アメリカのAI(人工知能)開発大手「オープンAI」は、最新のAIモデル「GPT-5.6」が、提携先であるマイクロソフトの業務支援ソフト「Microsoft 365 Copilot」の「推奨モデル」になることが決まったと発表しました。
今週初め、アメリカの経済メディアは、マイクロソフトがコスト削減を目的として、オープンAIの技術の一部を自社開発のAIモデルに置き換えていると報じました。

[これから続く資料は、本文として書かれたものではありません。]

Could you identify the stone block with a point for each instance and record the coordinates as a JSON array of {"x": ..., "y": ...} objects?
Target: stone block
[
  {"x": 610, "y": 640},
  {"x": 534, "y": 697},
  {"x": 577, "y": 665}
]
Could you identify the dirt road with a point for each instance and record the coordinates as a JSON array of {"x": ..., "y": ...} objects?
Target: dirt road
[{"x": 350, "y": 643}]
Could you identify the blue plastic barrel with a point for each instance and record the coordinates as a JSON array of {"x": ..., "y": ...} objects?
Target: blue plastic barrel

「MAI」と呼ばれるこの自社モデルは、「ワード」や「エクセル」などのアプリで利用が拡大しているということです。
これまで強固な関係を築いてきた両社ですが、この報道を受けて、両社の関係が疎遠になりつつあるのではないかという見方が広がっていました。
こうした懸念を払拭するため、オープンAIは最新モデル「GPT-5.6」を発表した際、同モデルがマイクロソフトの「365 Copilot」を支える「推奨モデル」になると明らかにしました。
公開されたブログ記事によりますと、「GPT-5.6」はワード、エクセル、パワーポイント、そして「Cowork」といったマイクロソフトの生産性向上アプリ群において、ユーザーを支援する方針だとしています。
オープンAIは、「マイクロソフトとの提携は常に、高度なAIの恩恵をより多くの個人や組織に届けることを目的としており、この共通の目標に向けて引き続き協力していくことを楽しみにしている」とコメントしています。
「推奨モデル」という言葉の具体的な定義は明らかになっていませんが、オープンAIの技術が引き続きマイクロソフトのアプリの基盤として機能することを意味しているとみられます。
一方で、これまでの報道は、マイクロソフトがコスト削減のために自社技術への依存度を高めていると指摘したものであり、オープンAIの技術利用を完全に停止すると報じたわけではありません。そのため、今回の「推奨モデル」の発表は、これまでの報道内容を必ずしも否定するものではないということです。